As nurses went on strike for a second day as part of a dispute over pay and staffing issues, the Taoiseach said nurses were paid more in Ireland than in the North, Scotland, Wales and most of the UK except London.
"We pay more than most of Europe. All of those places have recruitment and retention challenges."
Mr Varadkar said Ireland had a turnover rate of 5 per cent among nurses, which was one third of that in Australia.
Meanwhile, the Irish Nurses and Midwives Organisation (INMO) has insisted that the Government has to address nurses’ salaries to resolve the dispute.
Speaking at St James’s Hospital in Dublin, the head of the INMO, Phil Ní Sheaghdha, said nurses on the picket lines believed that any settlement would have to involve a review of pay scales.
“The reason nurses are leaving [the country] is that they are being offered better pay abroad. We are in a competitive market. If the Government insists the only remedy cannot involve pay, then we have a huge problem.”
Press release
In the Dáil the Taoiseach was strongly criticised by Fianna Fáil leader Micheál Martin for the call on nursing unions by Minister for Health Simon Harris and Minister for Public Expenditure Paschal Donohoe in a press release issued on Monday to engage in talks on issues excluding pay.
The INMO rejected that initiative, and described it as “cynical”, claiming it had only heard about the proposal in the media .
The Fianna Fáil leader said the Government had made the situation worse, and asked the Taoiseach if he had “reprimanded your Ministers”.
Mr Varadkar said that “tens of thousands of people” found out through the media that their appointments, their respite care, had been cancelled.
However, he acknowledged that no direct contact had been made with nurses when they were invited to attend talks by the two Ministers at the Workplace Relations Commission (WRC).
The Taoiseach said he would make sure it would not happen again, and he insisted that the invitation to talks at the WRC had been sincere.
Meanwhile, a further 50,000 patients face having appointments for hospitals and community services scheduled for Thursday cancelled as a result of the next strike planned by nurses.
The strike on Tuesday and the forthcoming stoppage on Thursday will see nearly twice as many people affected than was the case last Wednesday when nurses first took to the picket lines as part of the current dispute.
This week other services such as respite and other community facilities have been brought within the scope of the action.
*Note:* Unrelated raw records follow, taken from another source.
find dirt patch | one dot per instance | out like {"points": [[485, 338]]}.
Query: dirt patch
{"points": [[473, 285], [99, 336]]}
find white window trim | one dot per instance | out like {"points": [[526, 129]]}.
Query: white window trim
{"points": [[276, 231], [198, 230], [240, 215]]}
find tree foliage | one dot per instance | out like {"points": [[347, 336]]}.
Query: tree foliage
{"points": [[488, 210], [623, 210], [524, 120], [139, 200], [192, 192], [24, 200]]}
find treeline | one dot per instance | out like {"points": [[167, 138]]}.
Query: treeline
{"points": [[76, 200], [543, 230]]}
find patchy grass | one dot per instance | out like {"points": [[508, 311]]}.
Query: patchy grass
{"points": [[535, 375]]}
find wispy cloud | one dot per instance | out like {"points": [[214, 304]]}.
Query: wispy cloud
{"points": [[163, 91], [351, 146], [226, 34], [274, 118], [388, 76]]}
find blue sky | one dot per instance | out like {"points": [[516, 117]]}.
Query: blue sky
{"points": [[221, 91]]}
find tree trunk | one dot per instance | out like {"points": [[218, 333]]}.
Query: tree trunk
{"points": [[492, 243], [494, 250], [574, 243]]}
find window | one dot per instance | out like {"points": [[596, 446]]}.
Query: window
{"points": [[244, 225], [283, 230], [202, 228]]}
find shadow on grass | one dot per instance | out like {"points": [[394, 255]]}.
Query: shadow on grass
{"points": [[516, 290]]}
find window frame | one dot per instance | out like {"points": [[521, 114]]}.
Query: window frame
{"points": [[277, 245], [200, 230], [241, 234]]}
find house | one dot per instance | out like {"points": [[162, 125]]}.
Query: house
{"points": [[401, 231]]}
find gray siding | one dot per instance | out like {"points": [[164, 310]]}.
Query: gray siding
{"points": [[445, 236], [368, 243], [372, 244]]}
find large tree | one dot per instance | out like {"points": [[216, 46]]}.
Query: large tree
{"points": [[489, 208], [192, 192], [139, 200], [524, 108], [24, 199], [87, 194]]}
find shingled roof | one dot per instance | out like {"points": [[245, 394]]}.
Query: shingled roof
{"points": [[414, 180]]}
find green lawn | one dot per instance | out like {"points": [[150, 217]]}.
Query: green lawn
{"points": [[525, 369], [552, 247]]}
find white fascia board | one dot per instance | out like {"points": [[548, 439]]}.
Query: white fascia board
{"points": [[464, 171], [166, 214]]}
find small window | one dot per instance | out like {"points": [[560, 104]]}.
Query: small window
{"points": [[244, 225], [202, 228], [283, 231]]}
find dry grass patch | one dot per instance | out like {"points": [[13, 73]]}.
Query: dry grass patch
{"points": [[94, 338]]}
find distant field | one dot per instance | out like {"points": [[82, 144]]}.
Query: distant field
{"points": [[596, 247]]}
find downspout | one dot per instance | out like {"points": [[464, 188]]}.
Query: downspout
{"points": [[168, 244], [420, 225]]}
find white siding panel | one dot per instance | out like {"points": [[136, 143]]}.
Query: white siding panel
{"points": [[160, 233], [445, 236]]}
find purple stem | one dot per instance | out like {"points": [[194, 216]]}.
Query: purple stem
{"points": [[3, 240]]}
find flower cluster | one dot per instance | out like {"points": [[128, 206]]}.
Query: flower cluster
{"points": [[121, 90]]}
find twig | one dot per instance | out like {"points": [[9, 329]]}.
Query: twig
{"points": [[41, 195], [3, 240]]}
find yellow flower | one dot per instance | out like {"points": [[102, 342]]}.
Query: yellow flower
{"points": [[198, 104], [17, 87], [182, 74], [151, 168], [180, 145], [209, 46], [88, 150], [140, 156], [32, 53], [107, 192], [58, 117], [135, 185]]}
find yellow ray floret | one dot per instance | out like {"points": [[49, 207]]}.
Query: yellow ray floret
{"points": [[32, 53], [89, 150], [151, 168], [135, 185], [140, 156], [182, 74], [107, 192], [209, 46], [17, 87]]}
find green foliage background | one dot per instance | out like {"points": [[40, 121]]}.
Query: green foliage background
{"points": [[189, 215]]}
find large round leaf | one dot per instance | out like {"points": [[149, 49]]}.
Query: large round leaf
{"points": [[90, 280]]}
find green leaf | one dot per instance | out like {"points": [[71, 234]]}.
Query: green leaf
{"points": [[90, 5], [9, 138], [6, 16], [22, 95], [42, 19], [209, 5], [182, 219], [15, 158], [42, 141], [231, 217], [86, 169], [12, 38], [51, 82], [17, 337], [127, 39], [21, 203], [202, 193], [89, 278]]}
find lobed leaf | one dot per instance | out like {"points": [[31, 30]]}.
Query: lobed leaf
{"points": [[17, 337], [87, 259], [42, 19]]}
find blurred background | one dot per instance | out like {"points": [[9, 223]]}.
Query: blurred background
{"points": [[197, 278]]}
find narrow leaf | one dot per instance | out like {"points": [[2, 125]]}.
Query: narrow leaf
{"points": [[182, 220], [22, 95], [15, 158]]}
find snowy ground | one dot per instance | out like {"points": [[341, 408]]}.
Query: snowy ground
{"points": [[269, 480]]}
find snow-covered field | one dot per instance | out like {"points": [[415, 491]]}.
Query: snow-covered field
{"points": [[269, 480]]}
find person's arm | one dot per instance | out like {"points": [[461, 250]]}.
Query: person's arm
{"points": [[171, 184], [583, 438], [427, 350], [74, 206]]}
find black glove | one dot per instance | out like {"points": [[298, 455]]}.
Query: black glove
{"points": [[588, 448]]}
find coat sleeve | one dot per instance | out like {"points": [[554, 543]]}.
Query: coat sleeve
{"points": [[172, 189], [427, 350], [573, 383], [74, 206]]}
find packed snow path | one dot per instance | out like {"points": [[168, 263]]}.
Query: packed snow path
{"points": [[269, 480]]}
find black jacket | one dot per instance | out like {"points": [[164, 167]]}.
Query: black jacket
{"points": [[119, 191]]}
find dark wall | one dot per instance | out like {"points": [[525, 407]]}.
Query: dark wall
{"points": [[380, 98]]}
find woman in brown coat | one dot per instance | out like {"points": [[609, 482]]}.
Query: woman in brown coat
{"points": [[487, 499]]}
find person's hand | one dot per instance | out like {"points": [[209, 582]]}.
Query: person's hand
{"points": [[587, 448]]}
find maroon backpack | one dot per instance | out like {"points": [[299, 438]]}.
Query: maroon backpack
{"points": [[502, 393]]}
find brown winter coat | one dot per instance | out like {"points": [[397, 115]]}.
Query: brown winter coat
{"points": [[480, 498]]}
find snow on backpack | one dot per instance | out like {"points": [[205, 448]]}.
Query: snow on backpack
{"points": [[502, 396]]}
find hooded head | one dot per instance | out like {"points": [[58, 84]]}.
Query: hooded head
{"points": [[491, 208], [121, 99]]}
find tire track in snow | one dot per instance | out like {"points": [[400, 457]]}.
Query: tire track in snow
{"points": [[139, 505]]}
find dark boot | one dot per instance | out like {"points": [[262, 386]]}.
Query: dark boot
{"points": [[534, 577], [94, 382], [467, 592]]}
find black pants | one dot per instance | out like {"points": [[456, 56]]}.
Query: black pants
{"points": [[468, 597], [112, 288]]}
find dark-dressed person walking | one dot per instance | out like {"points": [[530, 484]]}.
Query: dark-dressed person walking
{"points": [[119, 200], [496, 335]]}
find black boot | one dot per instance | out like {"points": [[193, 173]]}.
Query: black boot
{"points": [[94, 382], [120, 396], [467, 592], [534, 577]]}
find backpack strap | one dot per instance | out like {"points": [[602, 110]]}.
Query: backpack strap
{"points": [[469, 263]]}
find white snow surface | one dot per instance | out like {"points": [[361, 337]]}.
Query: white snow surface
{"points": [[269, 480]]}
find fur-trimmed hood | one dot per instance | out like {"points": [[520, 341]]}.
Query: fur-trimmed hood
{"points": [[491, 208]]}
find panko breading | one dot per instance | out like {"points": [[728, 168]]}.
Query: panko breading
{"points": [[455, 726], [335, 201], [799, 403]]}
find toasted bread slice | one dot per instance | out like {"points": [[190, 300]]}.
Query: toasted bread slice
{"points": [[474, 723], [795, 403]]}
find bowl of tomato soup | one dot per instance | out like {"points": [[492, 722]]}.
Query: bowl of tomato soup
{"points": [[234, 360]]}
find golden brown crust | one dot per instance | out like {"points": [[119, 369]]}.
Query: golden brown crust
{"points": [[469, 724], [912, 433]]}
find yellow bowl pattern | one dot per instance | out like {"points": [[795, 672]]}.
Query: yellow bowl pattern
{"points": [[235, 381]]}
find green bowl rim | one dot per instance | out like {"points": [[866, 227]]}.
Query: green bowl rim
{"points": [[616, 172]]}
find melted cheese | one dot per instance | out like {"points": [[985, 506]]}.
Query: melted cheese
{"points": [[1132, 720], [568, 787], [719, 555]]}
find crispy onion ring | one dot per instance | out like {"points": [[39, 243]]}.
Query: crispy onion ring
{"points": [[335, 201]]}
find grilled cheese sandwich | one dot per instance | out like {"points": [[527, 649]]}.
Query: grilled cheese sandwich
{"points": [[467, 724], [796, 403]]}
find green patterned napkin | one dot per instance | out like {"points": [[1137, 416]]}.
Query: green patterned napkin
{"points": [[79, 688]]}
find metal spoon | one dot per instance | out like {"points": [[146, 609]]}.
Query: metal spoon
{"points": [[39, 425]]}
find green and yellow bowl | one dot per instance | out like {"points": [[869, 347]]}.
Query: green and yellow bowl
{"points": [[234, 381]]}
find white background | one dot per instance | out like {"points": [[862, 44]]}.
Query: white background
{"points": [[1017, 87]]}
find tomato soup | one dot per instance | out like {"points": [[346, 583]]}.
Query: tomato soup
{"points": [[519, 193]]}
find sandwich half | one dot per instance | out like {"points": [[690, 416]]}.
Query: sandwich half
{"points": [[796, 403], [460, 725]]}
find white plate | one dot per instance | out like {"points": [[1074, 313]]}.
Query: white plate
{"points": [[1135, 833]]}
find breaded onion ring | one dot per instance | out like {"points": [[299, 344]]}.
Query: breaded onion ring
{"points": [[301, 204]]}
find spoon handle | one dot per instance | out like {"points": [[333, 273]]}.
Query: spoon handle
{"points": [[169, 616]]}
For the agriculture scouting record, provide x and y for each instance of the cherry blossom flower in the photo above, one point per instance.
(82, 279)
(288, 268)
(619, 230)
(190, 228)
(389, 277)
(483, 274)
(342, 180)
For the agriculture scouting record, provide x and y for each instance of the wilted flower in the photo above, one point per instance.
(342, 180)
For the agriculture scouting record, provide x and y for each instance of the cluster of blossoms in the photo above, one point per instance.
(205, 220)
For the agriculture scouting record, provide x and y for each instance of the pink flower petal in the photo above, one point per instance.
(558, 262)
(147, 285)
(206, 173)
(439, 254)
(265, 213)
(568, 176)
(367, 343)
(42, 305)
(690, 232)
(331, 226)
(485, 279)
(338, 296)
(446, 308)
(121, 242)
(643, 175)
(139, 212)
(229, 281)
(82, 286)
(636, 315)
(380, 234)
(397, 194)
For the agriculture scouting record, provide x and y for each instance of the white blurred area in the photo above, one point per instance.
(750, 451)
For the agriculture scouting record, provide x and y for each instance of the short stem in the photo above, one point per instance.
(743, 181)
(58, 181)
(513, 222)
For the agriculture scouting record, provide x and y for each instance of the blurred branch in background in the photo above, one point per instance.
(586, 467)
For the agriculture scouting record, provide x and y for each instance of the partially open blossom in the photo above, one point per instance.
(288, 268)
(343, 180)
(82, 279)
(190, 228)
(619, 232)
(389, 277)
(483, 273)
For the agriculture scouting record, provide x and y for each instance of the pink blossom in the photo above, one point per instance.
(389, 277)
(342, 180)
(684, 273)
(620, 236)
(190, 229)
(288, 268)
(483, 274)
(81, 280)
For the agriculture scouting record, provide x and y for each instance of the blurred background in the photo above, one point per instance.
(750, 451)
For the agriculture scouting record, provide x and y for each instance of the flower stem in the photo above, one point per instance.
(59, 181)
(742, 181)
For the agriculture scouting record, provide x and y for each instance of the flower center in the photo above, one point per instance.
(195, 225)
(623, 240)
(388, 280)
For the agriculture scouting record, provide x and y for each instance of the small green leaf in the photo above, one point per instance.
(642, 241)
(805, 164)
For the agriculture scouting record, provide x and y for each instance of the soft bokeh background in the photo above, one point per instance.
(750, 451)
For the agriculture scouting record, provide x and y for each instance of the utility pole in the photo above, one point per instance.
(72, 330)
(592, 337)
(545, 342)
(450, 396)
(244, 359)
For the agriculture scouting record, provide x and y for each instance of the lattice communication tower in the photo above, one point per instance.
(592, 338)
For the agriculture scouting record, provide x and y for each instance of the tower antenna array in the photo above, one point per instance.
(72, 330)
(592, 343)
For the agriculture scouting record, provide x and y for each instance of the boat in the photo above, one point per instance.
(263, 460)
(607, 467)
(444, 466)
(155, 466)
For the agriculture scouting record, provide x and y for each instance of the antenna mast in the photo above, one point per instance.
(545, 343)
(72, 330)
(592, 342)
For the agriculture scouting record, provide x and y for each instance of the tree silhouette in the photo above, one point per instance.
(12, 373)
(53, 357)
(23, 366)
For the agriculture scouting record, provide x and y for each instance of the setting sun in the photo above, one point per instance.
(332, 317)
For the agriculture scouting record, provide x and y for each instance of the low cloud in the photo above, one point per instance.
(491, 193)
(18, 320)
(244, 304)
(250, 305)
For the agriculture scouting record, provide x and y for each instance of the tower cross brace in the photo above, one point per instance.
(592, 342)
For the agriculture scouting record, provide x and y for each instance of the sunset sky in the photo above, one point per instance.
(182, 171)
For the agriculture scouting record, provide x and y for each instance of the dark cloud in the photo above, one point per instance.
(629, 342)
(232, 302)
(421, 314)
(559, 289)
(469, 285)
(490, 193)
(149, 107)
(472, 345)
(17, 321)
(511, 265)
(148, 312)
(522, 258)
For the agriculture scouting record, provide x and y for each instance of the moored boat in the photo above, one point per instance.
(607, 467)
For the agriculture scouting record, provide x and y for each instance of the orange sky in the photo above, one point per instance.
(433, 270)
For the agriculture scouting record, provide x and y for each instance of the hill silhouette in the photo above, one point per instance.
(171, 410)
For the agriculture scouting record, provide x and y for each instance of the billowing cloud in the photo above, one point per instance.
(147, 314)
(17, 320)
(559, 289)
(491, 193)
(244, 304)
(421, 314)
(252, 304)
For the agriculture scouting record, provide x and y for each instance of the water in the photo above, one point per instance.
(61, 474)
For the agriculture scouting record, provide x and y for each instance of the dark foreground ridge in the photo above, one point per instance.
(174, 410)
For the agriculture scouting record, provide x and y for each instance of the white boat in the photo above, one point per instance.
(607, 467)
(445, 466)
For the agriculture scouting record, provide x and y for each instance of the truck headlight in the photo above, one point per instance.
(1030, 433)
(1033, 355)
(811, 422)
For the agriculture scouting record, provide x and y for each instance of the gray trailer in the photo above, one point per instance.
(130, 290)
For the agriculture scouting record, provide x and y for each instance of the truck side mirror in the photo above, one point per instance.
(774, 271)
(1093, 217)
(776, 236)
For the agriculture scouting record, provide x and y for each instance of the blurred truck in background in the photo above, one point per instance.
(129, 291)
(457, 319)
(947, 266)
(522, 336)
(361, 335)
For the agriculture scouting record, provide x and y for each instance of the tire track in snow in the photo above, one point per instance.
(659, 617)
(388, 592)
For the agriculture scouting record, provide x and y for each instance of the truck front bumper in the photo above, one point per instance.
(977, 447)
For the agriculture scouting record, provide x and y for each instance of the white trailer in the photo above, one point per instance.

The HSE's interim national director of community operations, David Walsh, said on Tuesday no admissions for respite care had been made this week due to the nurses' strike.
Overtime ban
Health service managers are also concerned at the potential impact of an escalating overtime ban being implemented by members of the Psychiatric Nurses Association (PNA).
About 120 people had day services in mental health facilities cancelled on Tuesday as a result of the overtime ban which forced management to redeploy nurses to acute services and to 24-hour hostels where patients are accommodated.
On Wednesday and Thursday the PNA is due to extend the overtime ban, which has applied up to now during the daytime only, to a full 24 hours.
Separately, on Wednesday some GP services may face disruption as family doctors stage a rally outside Leinster House seeking a reversal of cuts and greater State investment in general practice.